Recuerdo con nostalgia cuando hace mucho tiempo llegué a Cali y me impactó la civilidad de su gente. Los niños le decían ‘señora’ y ‘su merced’ a su mamá y por todo lado se respiraba respeto espontáneo: en las calles, lindamente arborizadas, en las colas que se formaban para tomar el bus, en el hablado, en el buen vestir, en la limpieza personal, en la modestia y en la elegancia de sus habitantes.
Como profesora aprecié el comportamiento impecable de mis alumnos, su entusiasmo por aprender y su alegría desbordante. Cali era un lujo, una fiesta pacífica en la que se podía caminar de noche sin correr riesgo, y la cultura se imponía por todo lado con museos, espectáculos nacionales e internacionales de la mejor calidad, y en la mayoría de los casos al alcance de todos los bolsillos, conciertos, ópera, conferencias, cine clubes, etc.
Y luego todo cambió. Es aterrador el contraste que se ve hoy en nuestra ciudad con la violencia que se apoderó de nuestra vida (y de todo el país y todo el mundo), acompañada de un cambio radical tanto en la cultura como en los valores.

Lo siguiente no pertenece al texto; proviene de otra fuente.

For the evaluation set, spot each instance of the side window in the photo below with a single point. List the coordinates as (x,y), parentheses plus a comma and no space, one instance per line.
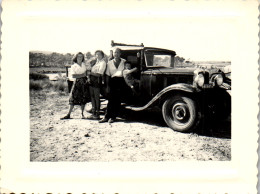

Hoy en día la mediocridad impone su ley. Para evolucionar, el joven alimenta una rebeldía negativa por medio de la vulgaridad y la ignorancia. El más exitoso es el que peor habla, peor se viste, se salta la cola, no saluda, no estudia, no trabaja (los ninis), y si lo hace, odia a su patrón. Cuando sus padres se atreven a regañarlo o a darle un simple consejo, suele responder: “Yo no escogí llegar a este mundo, ustedes lo quisieron, ustedes asumen”.
Es increíble. La mala educación y los peores modales se interpretan por aquellos jóvenes como una ‘saludable deconstrucción’ de la sociedad actual contra los valores burgueses, dentro de un proceso que los expertos llaman una ‘descivilización’ (o perdida de civilización) en marcha que tolera y justifica todos los delitos y agresiones contra los profesores, la policía, el ejército, los patrones, los gobernantes y las autoridades competentes en general.
La mala ortografía, que antes era una vergüenza mayor, se convirtió en derecho fundamental. Los niveles culturales bajan y la ignorancia se exhibe como un trofeo. Los jóvenes ya no leen ni se informan adecuadamente y entregan su educación a los horribles ‘reels’ de TikTok o Instagram que los manipulan a su antojo.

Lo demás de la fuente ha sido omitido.